Design: A prospective longitudinal cohort design with six times of measurement. Data collected August 2010 to May 2012. Institutional Review Board approval (2010F5693).
Setting: Texas State University, San Marcos, TX.
Participants: Eighty-seven nursing students.
Interventions: A positive MRSA swab was considered an end point for participation. Intervention offered was bactroban (mupirocin) for nasal decolonization and an oral antibiotic, doxycycline; follow-up post treatment collection sample was done to verify decolonization prior to next clinical rotation.

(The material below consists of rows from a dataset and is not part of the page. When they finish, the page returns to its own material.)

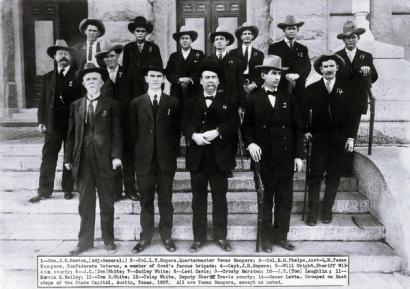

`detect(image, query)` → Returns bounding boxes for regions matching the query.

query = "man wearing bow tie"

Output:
[242,55,303,252]
[181,61,239,252]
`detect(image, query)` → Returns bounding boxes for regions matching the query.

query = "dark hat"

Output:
[313,50,345,74]
[75,62,108,82]
[78,18,105,37]
[255,54,289,70]
[172,25,198,42]
[95,40,123,67]
[337,20,366,39]
[47,39,75,58]
[209,27,235,46]
[128,16,154,33]
[278,15,305,30]
[235,22,259,39]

Main outcome measures: Screening for Staphylococcus aureus and MRSA identification; confirmation and antibiotic susceptibility by Vitek 2; self-administered questionnaires delineating demographics and risk factors; panel logistic regression models by Stata version 13.
Results: MRSA colonization did not increase. S. aureus incidence was 17.7 - 26.4%. Staphylococcal species incidence other than S. aureus increased (9.2 - 82.3%). The following odds ratio (OR) associations were found to be statistically significant: boil or skin infections with S. aureus (OR = 2.94, p < .01), working or volunteering in a healthcare facility odds with species other than S. aureus (OR = 4.41, p < .01) and gym and sports facilities odds with S. other (OR 2.45, p < .01). The most frequently occurring species at Wave 5 was S. hominis (21 isolates) while the most frequently occurring species at Wave 6 was S. epidermidis (25 isolates).
Conclusions: MRSA colonization did not increase during longitudinal study. S. aureus colonization remained fairly stable throughout the study (17 - 26%). Species colonization with non S. aureus species (e.g. S. hominis, S. epidermis, S. haemolyticus) increased significantly (9.2 - 82.3%) during clinical rotations. Knowledge of infection control and compliance may have contributed to an absence of MRSA colonization; however, the colonization by other staphylococci has been shown to be a risk factor for MRSA acquisition.